THE FIELD OF THE INVENTION IS THAT OF DETECTING VOICE ACTIVITY IN AN AUDIO SIGNAL.
BACKGROUND OF THE INVENTION
In the presence of an audio signal, often coming from a microphone, it is sometimes necessary to establish whether the signal contains speech or whether it comprises noise only.
The detection of voice activity is often used to determine particular treatments to be applied to the audio signal. Typical applications that may need to be activated in the presence of a speech signal include speech recognition, echo cancelling, or indeed recording.
If the audio signal is being used in telephony where speech is considered to be the only kind of useful signal, it is now common practice in the field of radiocommunications to cease transmitting the signal if it comprises noise only, and this is commonly called discontinuous transmission.
Thus, techniques have already been proposed for attempting to detect voice activity in an audio signal.
A first technique consists in tracking energy variations in the signal. If energy increases rapidly, that may correspond to the appearance of voice activity, however it may also correspond to a change in background noise. Thus, although that method is very simple to implement, it is not very reliable in relatively noisy environments, such as in a motor vehicle, for example.
Numerous other techniques are known that have been developed for mitigating the above lack of reliability. This applies in particular to techniques that implement a Fourrier transform of the audio signal to measure the spectral distance between it and an averaged noise signal which is updated in the absence of any voice activity. This also applies to methods using sub-band analysis of the signal, which methods are close to those that use a Fourrier transform. The same applies to methods that make use of cepstrum analysis.
Those techniques are much more complex, and although they improve the level of reliability they still do not provide complete satisfaction on this point.
Techniques are also known that take advantage of certain periodicity in speech, and one such is described in European patent application EP 0 123 349. All voiced sounds have determined periodicity whereas noise is usually aperiodic, or if periodic, its periodicity is different from that of speech.
It is therefore possible to look for the pitch of this determined periodicity in order to recognize the presence of voiced sounds.

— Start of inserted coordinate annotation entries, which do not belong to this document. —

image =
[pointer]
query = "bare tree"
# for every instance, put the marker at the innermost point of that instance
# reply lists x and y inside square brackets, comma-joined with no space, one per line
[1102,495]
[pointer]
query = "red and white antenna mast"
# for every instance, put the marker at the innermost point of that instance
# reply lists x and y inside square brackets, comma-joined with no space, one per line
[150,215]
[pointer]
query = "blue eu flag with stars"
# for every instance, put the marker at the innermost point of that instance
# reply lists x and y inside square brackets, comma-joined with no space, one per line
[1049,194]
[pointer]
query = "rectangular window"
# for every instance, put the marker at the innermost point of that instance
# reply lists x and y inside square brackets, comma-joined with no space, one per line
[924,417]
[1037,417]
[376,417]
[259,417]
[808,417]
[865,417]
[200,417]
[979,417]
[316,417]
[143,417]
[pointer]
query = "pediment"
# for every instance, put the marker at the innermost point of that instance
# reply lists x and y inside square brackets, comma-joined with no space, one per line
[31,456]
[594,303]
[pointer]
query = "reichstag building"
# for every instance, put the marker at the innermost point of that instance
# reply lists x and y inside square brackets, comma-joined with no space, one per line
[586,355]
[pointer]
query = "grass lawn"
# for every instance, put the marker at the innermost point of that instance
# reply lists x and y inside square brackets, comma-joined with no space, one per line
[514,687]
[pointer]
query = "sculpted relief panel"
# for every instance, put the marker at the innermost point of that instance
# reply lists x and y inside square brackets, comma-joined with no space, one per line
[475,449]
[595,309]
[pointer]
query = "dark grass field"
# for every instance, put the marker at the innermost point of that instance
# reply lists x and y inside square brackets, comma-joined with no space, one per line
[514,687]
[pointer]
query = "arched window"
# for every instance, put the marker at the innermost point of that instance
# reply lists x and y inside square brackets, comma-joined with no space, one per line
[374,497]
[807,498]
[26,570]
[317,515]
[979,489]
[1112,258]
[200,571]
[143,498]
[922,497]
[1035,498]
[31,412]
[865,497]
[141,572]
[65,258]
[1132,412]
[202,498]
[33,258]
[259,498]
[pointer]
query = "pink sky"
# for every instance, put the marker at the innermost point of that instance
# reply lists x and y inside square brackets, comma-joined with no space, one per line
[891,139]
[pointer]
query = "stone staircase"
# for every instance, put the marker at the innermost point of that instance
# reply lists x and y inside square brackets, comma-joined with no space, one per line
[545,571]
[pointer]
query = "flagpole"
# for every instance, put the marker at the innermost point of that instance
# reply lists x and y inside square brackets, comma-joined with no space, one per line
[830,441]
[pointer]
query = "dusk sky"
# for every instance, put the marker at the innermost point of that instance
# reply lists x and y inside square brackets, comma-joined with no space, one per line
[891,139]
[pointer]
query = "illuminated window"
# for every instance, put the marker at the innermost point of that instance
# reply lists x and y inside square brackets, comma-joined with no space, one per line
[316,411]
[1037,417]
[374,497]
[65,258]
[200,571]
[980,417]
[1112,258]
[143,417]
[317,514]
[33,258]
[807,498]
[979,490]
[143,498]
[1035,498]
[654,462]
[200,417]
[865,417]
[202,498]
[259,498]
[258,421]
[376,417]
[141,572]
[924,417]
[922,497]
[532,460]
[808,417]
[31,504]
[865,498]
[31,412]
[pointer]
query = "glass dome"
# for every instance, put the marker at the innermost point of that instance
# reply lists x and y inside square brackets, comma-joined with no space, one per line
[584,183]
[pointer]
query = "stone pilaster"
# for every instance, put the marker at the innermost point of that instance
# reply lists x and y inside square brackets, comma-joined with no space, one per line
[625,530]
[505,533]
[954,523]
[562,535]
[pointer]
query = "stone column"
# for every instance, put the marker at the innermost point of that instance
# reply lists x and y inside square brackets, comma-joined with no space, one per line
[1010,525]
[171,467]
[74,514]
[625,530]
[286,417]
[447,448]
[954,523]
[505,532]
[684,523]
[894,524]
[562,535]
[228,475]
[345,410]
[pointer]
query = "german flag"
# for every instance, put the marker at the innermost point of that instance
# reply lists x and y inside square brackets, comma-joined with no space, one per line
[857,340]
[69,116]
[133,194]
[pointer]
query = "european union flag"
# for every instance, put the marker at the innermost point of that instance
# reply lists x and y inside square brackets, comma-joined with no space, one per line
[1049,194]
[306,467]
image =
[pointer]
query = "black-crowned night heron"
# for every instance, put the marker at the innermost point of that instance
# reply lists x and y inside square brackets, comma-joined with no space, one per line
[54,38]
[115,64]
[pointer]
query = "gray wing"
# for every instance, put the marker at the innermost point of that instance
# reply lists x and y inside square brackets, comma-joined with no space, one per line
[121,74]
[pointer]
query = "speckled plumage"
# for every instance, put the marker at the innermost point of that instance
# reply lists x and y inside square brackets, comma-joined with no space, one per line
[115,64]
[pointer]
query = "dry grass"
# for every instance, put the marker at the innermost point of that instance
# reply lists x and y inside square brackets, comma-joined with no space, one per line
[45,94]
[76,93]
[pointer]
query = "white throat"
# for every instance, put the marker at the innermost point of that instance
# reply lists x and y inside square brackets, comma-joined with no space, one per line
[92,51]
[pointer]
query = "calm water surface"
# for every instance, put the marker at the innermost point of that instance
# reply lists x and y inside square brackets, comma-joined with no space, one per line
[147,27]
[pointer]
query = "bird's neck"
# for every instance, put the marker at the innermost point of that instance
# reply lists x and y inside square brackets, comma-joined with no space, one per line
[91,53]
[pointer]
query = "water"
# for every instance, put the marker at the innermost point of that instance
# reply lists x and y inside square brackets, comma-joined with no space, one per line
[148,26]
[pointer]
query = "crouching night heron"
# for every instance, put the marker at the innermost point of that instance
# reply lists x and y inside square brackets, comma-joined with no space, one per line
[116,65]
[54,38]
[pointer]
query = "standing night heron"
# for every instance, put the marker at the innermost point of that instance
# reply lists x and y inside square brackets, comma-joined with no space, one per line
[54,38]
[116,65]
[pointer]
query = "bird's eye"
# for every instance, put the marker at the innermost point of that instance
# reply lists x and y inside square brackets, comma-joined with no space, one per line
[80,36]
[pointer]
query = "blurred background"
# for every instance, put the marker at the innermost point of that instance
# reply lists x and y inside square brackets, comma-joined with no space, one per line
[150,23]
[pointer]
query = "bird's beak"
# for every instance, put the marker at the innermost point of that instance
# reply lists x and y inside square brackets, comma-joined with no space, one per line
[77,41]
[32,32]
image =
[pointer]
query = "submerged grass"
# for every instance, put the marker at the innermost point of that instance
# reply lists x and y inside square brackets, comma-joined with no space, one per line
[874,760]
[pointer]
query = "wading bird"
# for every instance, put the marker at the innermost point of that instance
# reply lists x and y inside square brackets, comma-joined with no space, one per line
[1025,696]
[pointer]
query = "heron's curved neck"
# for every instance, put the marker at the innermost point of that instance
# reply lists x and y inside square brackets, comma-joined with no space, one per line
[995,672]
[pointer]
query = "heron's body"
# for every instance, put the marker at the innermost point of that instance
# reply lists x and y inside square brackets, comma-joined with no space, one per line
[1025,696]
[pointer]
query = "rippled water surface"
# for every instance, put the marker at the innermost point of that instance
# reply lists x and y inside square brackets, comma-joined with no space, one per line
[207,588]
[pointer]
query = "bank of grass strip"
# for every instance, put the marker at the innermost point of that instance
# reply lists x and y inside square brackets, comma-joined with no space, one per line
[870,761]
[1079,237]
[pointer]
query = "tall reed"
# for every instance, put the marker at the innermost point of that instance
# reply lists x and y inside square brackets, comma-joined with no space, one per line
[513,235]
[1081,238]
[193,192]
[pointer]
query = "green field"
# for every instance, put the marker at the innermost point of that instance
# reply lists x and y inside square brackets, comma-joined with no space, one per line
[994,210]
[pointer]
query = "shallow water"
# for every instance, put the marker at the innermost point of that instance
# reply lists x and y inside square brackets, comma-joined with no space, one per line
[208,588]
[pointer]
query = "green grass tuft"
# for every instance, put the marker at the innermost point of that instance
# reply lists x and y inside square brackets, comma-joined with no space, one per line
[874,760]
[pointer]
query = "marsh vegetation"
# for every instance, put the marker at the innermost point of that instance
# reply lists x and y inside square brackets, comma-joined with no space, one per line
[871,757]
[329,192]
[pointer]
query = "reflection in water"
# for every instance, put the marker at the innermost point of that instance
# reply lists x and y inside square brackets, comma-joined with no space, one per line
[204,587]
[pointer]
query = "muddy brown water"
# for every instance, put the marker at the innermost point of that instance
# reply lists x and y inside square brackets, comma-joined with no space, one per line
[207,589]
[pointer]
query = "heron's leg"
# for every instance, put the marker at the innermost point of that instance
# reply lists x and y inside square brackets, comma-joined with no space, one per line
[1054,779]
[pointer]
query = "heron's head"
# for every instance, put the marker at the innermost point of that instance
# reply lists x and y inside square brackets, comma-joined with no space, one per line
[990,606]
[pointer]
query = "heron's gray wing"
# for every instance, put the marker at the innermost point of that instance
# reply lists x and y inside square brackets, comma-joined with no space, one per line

For this purpose, autocorrelation coefficients of the audio signal are generally computed in order to seek the second maximum of such coefficients, where the first maximum represents energy. That is another relatively complex technique which does not give complete satisfaction on reliability.
OBJECTS AND SUMMARY OF THE INVENTION
The present invention therefore proposes a technique for detecting voice activity which provides acceptable reliability for reduced complexity.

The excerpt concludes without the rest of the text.